Lamborghinis, roulette, fine wine and a sea view. Not the usual setting for a cyber security conference. But such was the scene for the inaugural Cyber Security Connect UK which took place in Monaco earlier this month.
Based on a similar model as Les Assises de la Securité, the 3 day event aimed to connect hand-picked C-level decision makers with their peers and selected organisations.
Earlier this year, Mark Walmsley, CISO at Freshfields and Chair of Cyber Security Connect UK’s Steering Committee, said that CISOs don’t just want to talk about technology at conferences anymore, they want to have a conversation about strategy. It was essential for Mark that attendees should glean value from this closed-door, confidential event which would serve as “a bit of counselling to know that we’re all in the same world together and we’ve all got the same challenges.”
Cyber Security Connect UK was created and organised by DG Consultants in association with the networking forum SASIG (The Security Awareness Special Interest Group). Founder of SASIG, Martin Smith MBE, seems to be a magnet for attracting the bright and brilliant from across all sectors. This was reflected at the event itself; a nexus of minds from the MoD, NCSC, The Metropolitan Police, as well as CISOs and vendors. In an emotional address, he said this is about “creating the future in a new way through cooperation and relationship building.” He also called for the cyber security community to jettison the “vendor is the enemy” mentality, adding that “we must treat them with respect and build bridges with them.”
In the opening keynote, Peter Yapp, Deputy Director at NCSC said that it’s only a matter of time till a tier one cyber attack strikes. However, the tone was not wholly negative – we are getting better at mitigating cyber crime but more collaboration and knowledge sharing is needed, he emphasised. He also pointed to a useful a range of questions that the NCSC believes will help generate constructive cyber security discussions between board members and their CISOs. It is worth a read.
Communicating with the boardroom was explored further in the panel discussion, “Reaching the boardroom with meaningful cybersecurity metrics”. One key takeaway was that there is “power in truth” and false positive assurances will not work. It’s also essential to “try to figure out the pulse of the organisation – talk the language they understand through stories that resonate with them.” Narrative is everything.
Not such a bad setting for future gazing and knowledge sharing (photo credit Jake Moore)
Closing the skills gap
I particularly enjoyed meeting some members of the SASIG Gateway – a networking group much like SASIG, but aimed at cyber professionals in the early stages of their career. With no fixed career path to becoming a CISO, the group offers a way of connecting people who are starting out in the sector with more senior security professionals who can serve as mentors and sounding boards.

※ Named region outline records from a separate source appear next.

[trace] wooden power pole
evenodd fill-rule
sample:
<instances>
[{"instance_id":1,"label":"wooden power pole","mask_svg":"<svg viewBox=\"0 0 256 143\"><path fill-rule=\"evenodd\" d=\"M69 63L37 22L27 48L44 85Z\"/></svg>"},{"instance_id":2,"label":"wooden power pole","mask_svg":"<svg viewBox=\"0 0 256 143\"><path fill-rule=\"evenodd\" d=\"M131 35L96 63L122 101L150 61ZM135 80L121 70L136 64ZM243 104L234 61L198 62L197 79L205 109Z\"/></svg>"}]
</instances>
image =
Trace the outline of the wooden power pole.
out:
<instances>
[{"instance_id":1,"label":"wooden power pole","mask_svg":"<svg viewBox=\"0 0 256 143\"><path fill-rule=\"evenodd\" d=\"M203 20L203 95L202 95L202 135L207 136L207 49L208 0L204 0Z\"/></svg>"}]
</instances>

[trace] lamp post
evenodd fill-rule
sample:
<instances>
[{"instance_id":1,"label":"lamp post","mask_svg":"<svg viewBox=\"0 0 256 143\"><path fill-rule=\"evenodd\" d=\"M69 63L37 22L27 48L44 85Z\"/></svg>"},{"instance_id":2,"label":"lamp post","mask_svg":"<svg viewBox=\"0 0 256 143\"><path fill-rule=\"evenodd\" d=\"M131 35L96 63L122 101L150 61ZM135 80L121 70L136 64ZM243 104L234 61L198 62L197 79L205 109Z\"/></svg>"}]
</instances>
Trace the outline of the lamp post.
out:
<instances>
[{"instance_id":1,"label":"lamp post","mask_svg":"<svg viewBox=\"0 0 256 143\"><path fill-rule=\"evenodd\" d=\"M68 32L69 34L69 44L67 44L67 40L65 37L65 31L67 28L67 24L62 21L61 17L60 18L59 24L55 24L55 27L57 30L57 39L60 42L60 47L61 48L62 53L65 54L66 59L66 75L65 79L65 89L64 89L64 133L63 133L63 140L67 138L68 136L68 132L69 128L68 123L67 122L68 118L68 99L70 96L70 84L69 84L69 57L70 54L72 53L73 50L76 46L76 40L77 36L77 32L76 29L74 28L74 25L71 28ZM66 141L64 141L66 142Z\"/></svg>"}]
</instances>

Robert Coles, CISO of the NHS, said at a time when there’s more demand than supply in cyber, “it’s important to become part of the trusted community because it serves as a space where fellow security decision makers share information, protect, help and defend each other when things go wrong.” Joseph Wise, founder of the group, added, “our business is trust and you are more likely to work with people you know and can trust.” Being part of the community and part of those conversations is essential to establishing that trust.

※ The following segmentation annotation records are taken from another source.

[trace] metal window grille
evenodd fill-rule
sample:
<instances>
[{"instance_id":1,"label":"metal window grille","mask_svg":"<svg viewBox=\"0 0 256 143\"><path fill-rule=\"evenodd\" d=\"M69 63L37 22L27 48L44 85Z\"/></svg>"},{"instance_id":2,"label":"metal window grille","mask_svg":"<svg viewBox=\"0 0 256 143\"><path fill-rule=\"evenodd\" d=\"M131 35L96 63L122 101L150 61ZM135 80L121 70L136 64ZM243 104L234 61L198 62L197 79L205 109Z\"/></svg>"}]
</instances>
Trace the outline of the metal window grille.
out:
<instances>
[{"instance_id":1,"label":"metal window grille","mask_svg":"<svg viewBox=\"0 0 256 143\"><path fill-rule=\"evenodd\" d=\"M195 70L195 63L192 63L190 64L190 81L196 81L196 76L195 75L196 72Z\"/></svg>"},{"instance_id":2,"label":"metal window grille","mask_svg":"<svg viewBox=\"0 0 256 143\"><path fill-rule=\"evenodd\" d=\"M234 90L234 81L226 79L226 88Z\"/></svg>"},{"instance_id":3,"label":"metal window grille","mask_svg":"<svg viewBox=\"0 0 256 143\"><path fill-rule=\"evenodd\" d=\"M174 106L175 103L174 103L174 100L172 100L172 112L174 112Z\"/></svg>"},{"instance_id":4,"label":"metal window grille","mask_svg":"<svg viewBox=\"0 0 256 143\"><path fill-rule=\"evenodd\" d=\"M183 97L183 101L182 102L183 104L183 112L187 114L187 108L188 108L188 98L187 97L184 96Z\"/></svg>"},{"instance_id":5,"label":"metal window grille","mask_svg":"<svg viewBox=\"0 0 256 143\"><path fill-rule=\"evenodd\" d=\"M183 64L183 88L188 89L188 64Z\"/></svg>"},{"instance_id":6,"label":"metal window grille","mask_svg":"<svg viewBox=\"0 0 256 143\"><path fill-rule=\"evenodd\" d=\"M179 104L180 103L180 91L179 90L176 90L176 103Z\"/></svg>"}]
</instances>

From the lively, brassy notes of the band in Café de Paris to fascinating tales of enigma machines, the evening entertainment did not disappoint either. Cryptography enthusiast, David Cripps, regaled us with the tale of how he acquired a 1941 German army Enigma machine (one of only 274 registered), as well as demonstrating how the cat and mouse games of decryption are no new thing. And of course there was the temptation of Casino Royale for those feeling lucky of hand.
Musical entertainment at Café de Paris (photo credit Jake Moore)
The human touch
The conference finished on a moving note. Paul Berriff OBE recounted his incredible story of when he was in New York on 9/11 filming with the FDNY’s Deputy Chief Fire Commissioner at the World Trade Center when both of the twin towers collapsed on top of him. Of the 22 people he was with, only 4 survived. Astonishingly, he managed to recover his tape and his iconic sequence of the south tower collapsing became the most powerful image recorded on the day.
It was a truly touching story of bravery and determination which left the room silently stunned. With news reports warning that cyber 9/11 capabilities are an impending reality, he implored the cyber community to continue all the work they are doing to prevent and mitigate cyber attacks.
Paul reminded us that powerful storytelling connects us to our own humanity. A point that encapsulated the whole event. Making security as “human” as possible is key to securing organisations because, after all, as Martin Smith explained, “it’s people who provide the oil for the engine to work.”
There is strength in working together and building bridges. Well done to Martin and his team for reminding us about what matters.